名物料理を食べない旅
「旅をしたらその地の名物料理を食べるべし」
…って当たり前のことだし、みんなそうしてるだろうと思われるかもしれない。
でも、ヴィーガンになってから、それがなかなか難しいのだ。
11月末にヨーロッパ旅行に行った。ヨーロッパはさすがにヴィーガンへの理解が広まっていて、食べるものがない、ということはなかった。
でも、名物料理となると難しい。オランダにいてもチーズはNG、ドイツのソーセージはNG、イギリスのフィッシュアンドチップスや、クロテッドクリームつきのスコーンもNG。
もちろんそれぞれにヴィーガンの代替品は開発されていて、スーパーで手に入れたり、レストランで食べたりはできる。
でも、それって「おいしいことで有名なこの土地の名物」ではない。選択肢が1つあったらいい方なので、おいしい保証はない。
そういう代替品をわざわざ食べて、「この国の文化を感じる」ことになる気がしなかった。
(ただ、ロンドンではパブとかにヴィーガンの英国式朝食が普通にあって、それを食べられたのは嬉しかったな。ゆで卵の代わりに蒸しじゃがいもがついてきた)
結局私たちの食事はこんな感じだった。
レバノン料理(ファラフェル、フンムスなど)3割
フライドポテト2割
ヴィーガンレストラン(ハンバーガー)2割
ヴィーガンレストラン(ハンバーガー以外)1割
スーパーで買ったスナックなど 2割
ヨーロッパにはレバノン料理店がたくさんある。レバノン料理は元々ヴィーガンのものが多いしおいしいので大好き。とても助かった。
日本のヴィーガンがインド料理店に救われることが多いのと似ている。(インド料理店もたくさんあるけど、インド人彼氏がオーセンティックなのしか認めないので入らなかった。)
フライドポテトは、イギリスでもオランダでもかなり推されていた。フィッシュ&チップスのチップスだもんね。おいしかったけど、大量に出てくるのを真面目に全部食べると胃がもたれるので注意。
ヴィーガンレストランは、どこどこ料理と限定せずにハンバーガーやブッダボウルやらを出している場合が多い。ハンバーガー好きだけど、それしかないのかよと思いもした。
スーパーを見るのが好き。現地の文化を感じられて楽しい。パン、チーズ、ヨーグルト、チョコレート、ポテチなどの中からヴィーガンのものを見つけて、あとフルーツも買って、朝や移動中のおやつにした。
美味しかったのだが、全体的にかなりジャンクに偏ってしまって、ヘルシーな自炊料理が恋しかった。
ヴィーガンになってからがっつり観光旅行をするのは初めてだった。ああ、観光名所を見に行って、名物料理を食べる、そういうタイプの王道の旅はもうできないんだな、と感じた。現地の人と仲良くなって一緒に食事して、珍味を食べて仲間と認められたりとか、そういうことも難しいだろうな、などと、そんな経験ないのに思ったりした。
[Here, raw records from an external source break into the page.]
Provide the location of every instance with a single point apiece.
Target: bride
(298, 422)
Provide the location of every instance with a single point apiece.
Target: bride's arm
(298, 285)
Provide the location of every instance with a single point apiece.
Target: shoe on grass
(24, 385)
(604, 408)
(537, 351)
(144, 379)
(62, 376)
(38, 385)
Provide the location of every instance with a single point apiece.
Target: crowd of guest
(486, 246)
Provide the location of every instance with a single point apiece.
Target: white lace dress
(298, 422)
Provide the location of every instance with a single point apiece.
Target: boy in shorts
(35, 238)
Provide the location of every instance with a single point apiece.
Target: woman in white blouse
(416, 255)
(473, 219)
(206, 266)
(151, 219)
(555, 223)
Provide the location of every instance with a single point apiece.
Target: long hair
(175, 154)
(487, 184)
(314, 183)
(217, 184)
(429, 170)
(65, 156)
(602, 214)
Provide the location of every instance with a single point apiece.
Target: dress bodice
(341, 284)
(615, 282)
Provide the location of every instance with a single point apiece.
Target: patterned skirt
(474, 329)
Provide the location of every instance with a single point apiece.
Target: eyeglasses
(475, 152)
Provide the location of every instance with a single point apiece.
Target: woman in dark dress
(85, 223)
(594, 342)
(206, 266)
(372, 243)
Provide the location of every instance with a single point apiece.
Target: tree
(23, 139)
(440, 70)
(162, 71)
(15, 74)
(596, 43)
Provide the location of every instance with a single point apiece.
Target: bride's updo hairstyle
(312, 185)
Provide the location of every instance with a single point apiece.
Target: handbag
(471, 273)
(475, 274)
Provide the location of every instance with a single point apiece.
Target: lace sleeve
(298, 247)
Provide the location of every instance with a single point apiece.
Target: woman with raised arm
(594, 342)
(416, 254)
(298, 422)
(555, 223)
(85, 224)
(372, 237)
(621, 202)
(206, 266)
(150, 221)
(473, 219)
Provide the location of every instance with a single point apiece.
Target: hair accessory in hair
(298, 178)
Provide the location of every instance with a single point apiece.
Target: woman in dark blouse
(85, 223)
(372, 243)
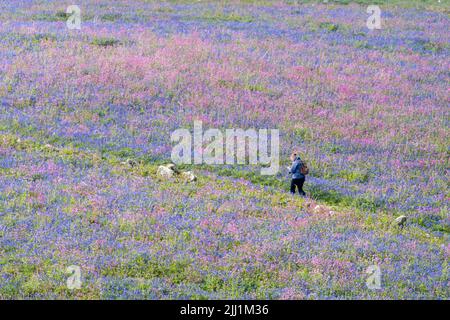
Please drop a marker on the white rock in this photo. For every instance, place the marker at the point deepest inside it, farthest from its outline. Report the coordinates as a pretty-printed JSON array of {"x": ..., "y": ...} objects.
[
  {"x": 189, "y": 176},
  {"x": 165, "y": 172}
]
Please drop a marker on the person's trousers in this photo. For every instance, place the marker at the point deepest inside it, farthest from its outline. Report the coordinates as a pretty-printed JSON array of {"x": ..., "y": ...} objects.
[{"x": 299, "y": 184}]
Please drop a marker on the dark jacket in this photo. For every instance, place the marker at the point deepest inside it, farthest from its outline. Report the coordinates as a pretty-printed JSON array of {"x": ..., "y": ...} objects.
[{"x": 296, "y": 169}]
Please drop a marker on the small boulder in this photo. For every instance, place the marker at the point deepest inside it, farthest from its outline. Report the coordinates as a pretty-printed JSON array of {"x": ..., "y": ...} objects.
[{"x": 400, "y": 221}]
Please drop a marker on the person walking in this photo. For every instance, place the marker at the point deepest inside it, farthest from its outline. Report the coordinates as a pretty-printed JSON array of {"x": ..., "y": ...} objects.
[{"x": 298, "y": 171}]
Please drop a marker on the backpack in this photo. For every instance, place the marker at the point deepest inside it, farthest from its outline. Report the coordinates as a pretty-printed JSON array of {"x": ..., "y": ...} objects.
[{"x": 304, "y": 169}]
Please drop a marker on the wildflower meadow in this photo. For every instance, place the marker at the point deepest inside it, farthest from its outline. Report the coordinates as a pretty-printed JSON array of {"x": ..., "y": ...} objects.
[{"x": 89, "y": 99}]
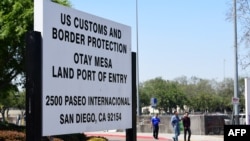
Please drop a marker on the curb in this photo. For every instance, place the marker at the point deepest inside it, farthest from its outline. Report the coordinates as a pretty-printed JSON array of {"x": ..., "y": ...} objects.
[{"x": 124, "y": 136}]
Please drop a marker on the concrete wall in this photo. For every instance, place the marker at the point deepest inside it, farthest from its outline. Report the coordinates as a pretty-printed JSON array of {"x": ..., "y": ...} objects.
[{"x": 200, "y": 124}]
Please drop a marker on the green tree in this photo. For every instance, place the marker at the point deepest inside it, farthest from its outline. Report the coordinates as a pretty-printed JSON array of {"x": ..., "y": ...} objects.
[
  {"x": 168, "y": 94},
  {"x": 16, "y": 18},
  {"x": 7, "y": 100}
]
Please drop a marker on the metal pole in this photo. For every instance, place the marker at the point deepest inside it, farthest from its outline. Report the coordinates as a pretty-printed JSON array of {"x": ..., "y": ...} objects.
[
  {"x": 236, "y": 106},
  {"x": 137, "y": 61}
]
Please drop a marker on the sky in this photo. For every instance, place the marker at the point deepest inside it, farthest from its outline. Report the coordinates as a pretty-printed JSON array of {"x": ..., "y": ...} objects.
[{"x": 175, "y": 38}]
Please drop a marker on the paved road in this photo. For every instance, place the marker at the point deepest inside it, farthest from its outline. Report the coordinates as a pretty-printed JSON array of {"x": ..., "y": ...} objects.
[{"x": 121, "y": 136}]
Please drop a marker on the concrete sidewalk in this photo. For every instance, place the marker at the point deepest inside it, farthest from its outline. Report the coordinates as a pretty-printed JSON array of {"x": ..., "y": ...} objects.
[{"x": 121, "y": 136}]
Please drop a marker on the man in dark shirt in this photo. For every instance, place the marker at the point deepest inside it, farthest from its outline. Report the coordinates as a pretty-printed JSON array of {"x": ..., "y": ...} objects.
[{"x": 186, "y": 124}]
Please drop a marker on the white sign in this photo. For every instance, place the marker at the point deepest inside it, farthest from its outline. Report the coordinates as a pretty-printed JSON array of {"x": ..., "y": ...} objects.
[{"x": 86, "y": 71}]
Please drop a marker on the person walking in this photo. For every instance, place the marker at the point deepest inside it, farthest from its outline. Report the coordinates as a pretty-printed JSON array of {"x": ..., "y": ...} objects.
[
  {"x": 175, "y": 123},
  {"x": 186, "y": 124},
  {"x": 155, "y": 125}
]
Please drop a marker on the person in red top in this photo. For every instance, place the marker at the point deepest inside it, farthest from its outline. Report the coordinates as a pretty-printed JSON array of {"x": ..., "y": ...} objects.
[{"x": 186, "y": 124}]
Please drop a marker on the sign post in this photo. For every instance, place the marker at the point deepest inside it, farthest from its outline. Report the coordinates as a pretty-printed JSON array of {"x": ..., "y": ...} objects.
[{"x": 86, "y": 71}]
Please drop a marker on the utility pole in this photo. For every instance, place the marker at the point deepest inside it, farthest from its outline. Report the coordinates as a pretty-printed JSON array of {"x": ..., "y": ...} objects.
[
  {"x": 236, "y": 91},
  {"x": 137, "y": 61}
]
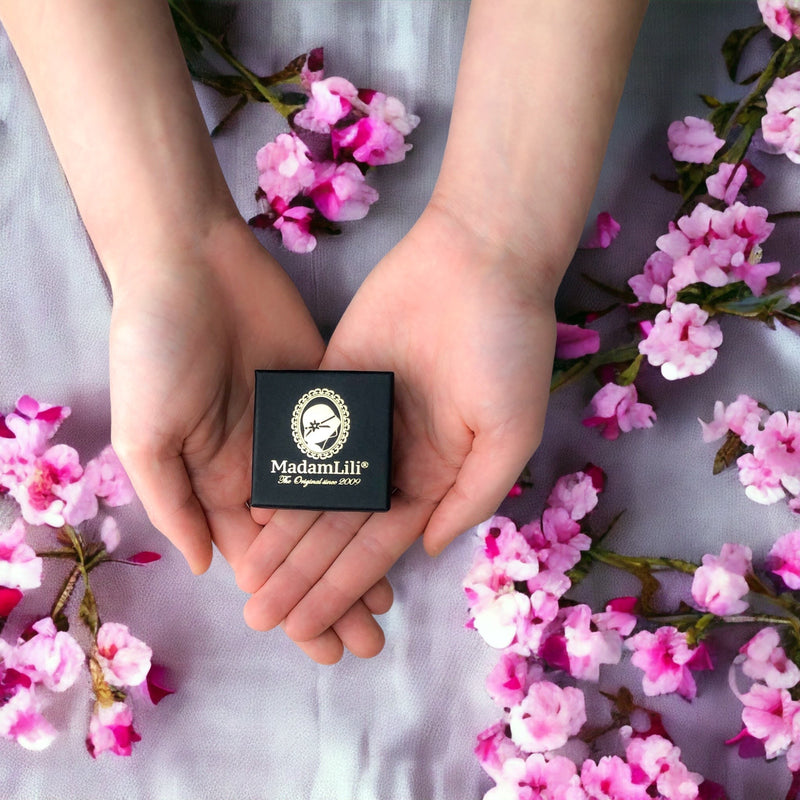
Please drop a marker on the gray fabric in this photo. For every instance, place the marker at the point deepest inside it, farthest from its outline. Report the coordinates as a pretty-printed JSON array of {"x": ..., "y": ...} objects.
[{"x": 252, "y": 718}]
でも、そういう旅の理想像みたいなものって、どこで持つようになったんだろう。
最近限界バックパッカーのブログを読んでいて思った。
この人たちは、ヒッチハイクしたり、野宿したり、非衛生的な屋台メシを食べたり、怪しげな現地人にあえて着いて行ったり、といったリスクを取ることで、安くてディープな旅を経験できている。
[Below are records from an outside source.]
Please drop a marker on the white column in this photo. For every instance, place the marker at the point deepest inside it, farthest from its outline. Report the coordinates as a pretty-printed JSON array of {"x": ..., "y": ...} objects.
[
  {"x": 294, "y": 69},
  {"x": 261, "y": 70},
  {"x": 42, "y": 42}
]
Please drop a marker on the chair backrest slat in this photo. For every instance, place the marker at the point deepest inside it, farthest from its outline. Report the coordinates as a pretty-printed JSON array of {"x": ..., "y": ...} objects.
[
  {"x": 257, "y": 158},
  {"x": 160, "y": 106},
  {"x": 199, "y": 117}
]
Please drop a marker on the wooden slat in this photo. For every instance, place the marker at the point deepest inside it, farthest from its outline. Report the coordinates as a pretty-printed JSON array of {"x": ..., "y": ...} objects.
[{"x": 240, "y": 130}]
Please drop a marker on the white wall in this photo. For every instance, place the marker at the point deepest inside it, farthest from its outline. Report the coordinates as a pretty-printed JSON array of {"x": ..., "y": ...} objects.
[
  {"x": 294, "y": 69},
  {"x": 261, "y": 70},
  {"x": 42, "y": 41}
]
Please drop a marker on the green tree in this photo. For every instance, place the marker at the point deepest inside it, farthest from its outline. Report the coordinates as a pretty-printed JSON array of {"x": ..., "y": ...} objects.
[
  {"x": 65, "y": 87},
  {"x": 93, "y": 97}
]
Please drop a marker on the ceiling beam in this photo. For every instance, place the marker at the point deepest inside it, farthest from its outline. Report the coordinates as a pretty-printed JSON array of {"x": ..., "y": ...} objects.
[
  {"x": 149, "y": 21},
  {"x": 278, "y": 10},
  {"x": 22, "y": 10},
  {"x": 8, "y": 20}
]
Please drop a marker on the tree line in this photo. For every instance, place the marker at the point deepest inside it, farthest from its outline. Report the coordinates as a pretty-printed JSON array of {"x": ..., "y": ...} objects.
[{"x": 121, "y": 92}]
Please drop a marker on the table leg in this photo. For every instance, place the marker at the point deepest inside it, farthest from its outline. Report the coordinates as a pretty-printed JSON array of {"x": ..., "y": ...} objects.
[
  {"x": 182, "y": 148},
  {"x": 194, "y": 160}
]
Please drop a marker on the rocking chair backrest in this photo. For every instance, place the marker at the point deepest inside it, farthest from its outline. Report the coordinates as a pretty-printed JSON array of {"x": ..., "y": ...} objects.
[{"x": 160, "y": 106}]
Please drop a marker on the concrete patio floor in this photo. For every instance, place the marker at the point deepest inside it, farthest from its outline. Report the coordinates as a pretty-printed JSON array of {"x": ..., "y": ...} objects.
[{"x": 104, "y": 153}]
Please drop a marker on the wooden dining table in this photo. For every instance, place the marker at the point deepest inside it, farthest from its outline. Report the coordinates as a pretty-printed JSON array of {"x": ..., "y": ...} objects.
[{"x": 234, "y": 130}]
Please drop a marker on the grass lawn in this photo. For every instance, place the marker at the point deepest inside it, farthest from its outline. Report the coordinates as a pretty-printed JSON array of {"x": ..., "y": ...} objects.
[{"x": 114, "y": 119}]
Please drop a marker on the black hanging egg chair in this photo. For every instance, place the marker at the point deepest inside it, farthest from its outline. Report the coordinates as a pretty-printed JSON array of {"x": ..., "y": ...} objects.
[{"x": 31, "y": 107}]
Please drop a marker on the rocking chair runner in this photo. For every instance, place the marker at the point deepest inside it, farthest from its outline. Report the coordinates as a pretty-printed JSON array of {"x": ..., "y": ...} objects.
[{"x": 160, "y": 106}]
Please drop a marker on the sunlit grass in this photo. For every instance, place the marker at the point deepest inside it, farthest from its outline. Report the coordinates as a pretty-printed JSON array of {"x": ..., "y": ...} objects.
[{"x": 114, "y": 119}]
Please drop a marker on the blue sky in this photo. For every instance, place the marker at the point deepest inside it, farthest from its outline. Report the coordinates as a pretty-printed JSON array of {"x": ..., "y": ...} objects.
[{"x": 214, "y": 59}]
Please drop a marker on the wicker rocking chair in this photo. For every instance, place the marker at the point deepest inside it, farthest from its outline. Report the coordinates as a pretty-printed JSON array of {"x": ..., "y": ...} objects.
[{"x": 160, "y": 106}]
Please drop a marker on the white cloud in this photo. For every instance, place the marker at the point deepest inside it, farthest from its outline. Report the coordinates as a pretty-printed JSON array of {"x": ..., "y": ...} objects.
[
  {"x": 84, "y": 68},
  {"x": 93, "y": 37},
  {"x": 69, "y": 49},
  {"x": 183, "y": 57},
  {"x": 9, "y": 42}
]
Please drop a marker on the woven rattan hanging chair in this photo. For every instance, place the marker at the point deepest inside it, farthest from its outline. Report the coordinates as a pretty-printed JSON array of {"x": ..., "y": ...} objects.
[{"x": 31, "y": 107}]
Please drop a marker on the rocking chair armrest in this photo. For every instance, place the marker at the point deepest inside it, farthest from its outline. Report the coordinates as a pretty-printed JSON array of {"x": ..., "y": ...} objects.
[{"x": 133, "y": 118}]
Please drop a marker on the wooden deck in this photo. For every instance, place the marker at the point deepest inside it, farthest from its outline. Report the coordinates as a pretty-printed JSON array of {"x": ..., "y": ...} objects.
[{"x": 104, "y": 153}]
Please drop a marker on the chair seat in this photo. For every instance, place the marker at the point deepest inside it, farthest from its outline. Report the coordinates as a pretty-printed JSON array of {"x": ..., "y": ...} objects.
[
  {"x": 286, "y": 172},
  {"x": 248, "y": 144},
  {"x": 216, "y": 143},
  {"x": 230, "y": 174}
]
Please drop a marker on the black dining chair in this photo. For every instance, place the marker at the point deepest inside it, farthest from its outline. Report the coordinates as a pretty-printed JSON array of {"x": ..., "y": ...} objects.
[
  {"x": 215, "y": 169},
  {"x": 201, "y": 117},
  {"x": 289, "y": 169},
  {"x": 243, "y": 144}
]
でもこのスタイルは、若くない人、健康じゃない人、女性に見える人にはより大きなリスクになる。自分の許容できる範囲でリスクを取ることになるから、多くの場合、若くて健康な男のような無茶なな冒険はできなくなる。
でもまあそれはしょうがないというか、わざわざそれを嘆く気にもならない。そこが安全で便利な場所になってしまったら、冒険じゃないんだし。
そんな冒険を羨むよりも、自分の許容できる範囲の中で旅の面白さを見つけに行くべきだろう。
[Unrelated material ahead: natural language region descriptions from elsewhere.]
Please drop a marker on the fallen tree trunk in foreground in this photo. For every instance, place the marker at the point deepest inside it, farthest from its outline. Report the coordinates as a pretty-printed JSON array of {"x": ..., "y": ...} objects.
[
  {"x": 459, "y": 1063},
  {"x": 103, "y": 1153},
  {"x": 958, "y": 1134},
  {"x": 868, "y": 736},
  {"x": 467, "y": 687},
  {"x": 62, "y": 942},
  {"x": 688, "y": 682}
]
ヴィーガンとして旅するのも同じようなことで、なんでも食べる人と同じように楽しむことはできない。でも、その縛りの中で面白さを見つけに行くことはできる。というか、旅行者はみんなそれぞれのハンデを持って旅に出かけているはずだし、その中で楽しんでいるはず。
そういえば、インド人彼氏の両親は、海外旅行してもインド料理しか食べないらしい。「そんな、損してるよ!」と一瞬思ったけど、観光名所を巡ると疲れるから、その合間の食事は慣れ親しんだものがいいのだという。
確かにね。それもありだね。
「ヴィーガンになったら旅で食事を楽しみにできない」ということではない。東京に旅行したら外食しまくると思うし、デリーでは家庭料理を思う存分楽しんだ。次ヨーロッパに旅行したらキッチン付きのエアビーに泊まって、ローカルマーケットで買った野菜で自炊してみたい。要するに、やり方が非ヴィーガンとは違ってくるというだけ。そしてそれはとても楽しいことだと思う。
むしろ普通にどこでも外食できちゃう人より、こっちの方が「ディープ」なんじゃ?と思ったり。